The attackers came from outside the area to burn the partially constructed buildings of the
Huria Kristen Batak Protestan Church
(HKBP) and the Pentecostal Church (GPdI) in Sibuhuan village, Padang Lawas Residency, during daylight hours, said the Rev. S. Lubis of the HKBP church.
“It was a quiet day when suddenly hundreds of people arrived on motorcycles and burned the empty church,” he said. “After that, the mob moved 200 meters down the road and burned the empty Pentecostal church.”
No people were hurt in the fires. Lubis said that those who burned the church buildings were not from the area.
“We didn’t know any of the mob who burned the church,” he said. “When we asked our neighbors, they didn’t know them either, and they did not help burn the church.”
Lubis said that his church had been worshipping at the site since 1970, and that in 1981 they had erected a simple structure. In 2009 – after local officials had held up an application for a permit to erect a permanent building for five years – the church began construction.
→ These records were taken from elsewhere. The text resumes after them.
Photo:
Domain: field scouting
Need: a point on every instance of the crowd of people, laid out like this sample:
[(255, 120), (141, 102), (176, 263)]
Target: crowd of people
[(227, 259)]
Area Muslims stopped the construction before it was finished.
“All this time we never had problems with the local citizens,” Lubis told Compass by telephone. “Outside agitators provoked the local people to reject the church.”
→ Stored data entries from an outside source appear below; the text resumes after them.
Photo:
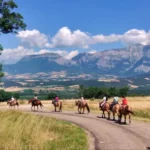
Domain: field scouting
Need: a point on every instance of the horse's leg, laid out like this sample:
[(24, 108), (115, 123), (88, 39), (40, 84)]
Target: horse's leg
[(83, 109), (124, 119), (129, 118), (120, 118), (108, 114), (113, 115)]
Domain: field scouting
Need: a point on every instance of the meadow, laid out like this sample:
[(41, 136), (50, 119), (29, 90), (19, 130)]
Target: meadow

The Rev. Marolop Sinaga, HKBP district pastor for south Tapanuli, told Compass that church officials held a meeting in December with the local Indonesian Muslim Leaders Council and the Padang Lawas government. The Muslim leaders demanded that construction stop because no building permit had been issued.
The church complied and stopped construction, even though the building permit had been in process for five years, Sinaga said. Later local Muslims demanded that church dismantle the parts that had been built, to which the church agreed.
The dismantling of the partial construction began on Jan. 13 but apparently did not proceed fast enough for the mob that gutted the two church buildings, Sinaga said.
The HKBP church in Sibuhuan has 272 members. Members of the congregation have been traumatized and many have fled fearing for their safety, church leaders said.
The Rev. Charles Hutabarat of the Pentecostal Church said his congregation began worshipping in homes in 1990. Having waited three years for their permit to be approved, they were in the middle of their building program, he said.
“Because the local citizens had approved the presence of the church, we were surprised that our church was burned like this,” Hutabarat told Compass.
The head of Padang Lawas Residency, Basyrah Lubis, told Compass that the government will facilitate the granting of building permits for houses of worship.
“We have met with other residency leaders such as the police chief, the military commander, the department of religion officials, and other Padang Lawas leaders, and we have decided to process the building permit applications quickly,” he said. “Also, the two churches will be moved; we are searching for a location which will be free of problems in the future.”
Lubis also said he would guarantee the safety of the congregations.
“In addition, we are going to form an Interfaith Harmony Forum for the residency, because we have never had one previously,” he said. “By Feb. 15, this forum will be established. In the meantime, the two congregations will hold services in member homes.”